Science fiction and fantasy
The Compass Rose
by Ursula Le Guin
Two Delays on the Northern Line tells the story of two men both named Eduard, who are travelling in opposite directions on the train. They're both about to experience life-changing events. However there's a disconnectedness about these characters. Perhaps there's a point to this story, but I couldn't see it and I didn't care enough about the characters or events to keep trying to understand it.
SQ is a far more satisfying story, fortunately. Like The New Atlantis it's set in a repressive regime, this time one in which sanity testing is compulsory and absolute. The entire society revolves around curing the insane, and committing people to asylums if they fail Dr Speakie's "infallible" test. The way the narrator's voice is always so upbeat is very engaging.
The Diary of the Rose takes the same theme of mental illness controlled for political ends, and gives it a much more sinister slant. A medic uses an instrument to observe what people are thinking about as they have the thoughts. Her job is dealing with people with mental illnesses and assessing them. Then she encounters a man who has been badly beaten, although he insists he isn't sick at all. It's not too difficult to anticipate where this is going, but it's still quite a powerful story.
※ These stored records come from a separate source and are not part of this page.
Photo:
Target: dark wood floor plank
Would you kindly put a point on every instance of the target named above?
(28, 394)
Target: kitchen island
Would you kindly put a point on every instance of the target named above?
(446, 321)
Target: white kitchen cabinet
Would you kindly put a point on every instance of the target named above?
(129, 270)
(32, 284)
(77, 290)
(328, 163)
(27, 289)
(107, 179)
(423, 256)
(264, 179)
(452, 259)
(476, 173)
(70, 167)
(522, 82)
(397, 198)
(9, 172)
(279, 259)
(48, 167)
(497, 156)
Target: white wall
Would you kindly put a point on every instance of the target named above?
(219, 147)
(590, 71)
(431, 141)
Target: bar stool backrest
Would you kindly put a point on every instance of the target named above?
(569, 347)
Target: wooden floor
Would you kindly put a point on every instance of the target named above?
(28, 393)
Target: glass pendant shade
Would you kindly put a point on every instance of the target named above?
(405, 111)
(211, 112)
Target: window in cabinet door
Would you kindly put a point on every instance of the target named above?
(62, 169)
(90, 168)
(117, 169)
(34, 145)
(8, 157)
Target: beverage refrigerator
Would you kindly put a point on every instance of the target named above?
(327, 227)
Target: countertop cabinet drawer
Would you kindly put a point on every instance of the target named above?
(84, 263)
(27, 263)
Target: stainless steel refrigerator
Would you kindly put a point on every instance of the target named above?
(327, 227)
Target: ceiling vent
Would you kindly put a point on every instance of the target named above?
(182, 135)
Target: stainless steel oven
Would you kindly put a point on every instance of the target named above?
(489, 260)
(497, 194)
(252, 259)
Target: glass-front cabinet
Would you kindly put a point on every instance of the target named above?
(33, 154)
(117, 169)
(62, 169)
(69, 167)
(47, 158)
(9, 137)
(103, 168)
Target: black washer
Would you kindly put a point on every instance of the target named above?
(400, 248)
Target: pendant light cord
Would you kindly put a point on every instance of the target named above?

And it's prescient when you consider the advances in modern-day brain scan technology.
Intracom is a much more light-hearted story, set on a spaceship with a barmy crew suffering from a surfeit of oestrogen. This is a bit like the love child of Star Trek and Red Dwarf, only with more women. It's followed by another upbeat science fiction tale, The Eye Altering. This takes place on an alien world colonised by a new generation. But the young people born there don't seem to be thriving under the alien sun. I liked the way the theme of seeing things differently recurs throughout this well-constructed narrative.
Another successful science fiction story is The Pathways of Desire, which is also the longest one in the collection. It features three ethnographers who are studying a tribe on an alien moon. The native Ndif tribe seem friendly, but there's something unsettling about them. This is one of the more peculiar stories, with an unexpected and enjoyable conclusion.
The stories in the West section are less engaging. The pointless Gwilan's Harp, the disappointing Malheur Country and the rambling The Water is Wide are all preoccupied with grief, but they're more bemusing than sad and I don't think that was the author's intent. The stories in South are more likely to raise a smile, however. They culminate in Sur, a subtle one about an extraordinarily self-effacing Antarctic expedition party.
This is really a very varied collection. It's brimming with ideas and invention in places, with witty and stimulating stories. But almost as frequently the stories seem to lose the plot, or they lack a personal touch that would bring them alive, so they don't seem to be going anywhere worth following.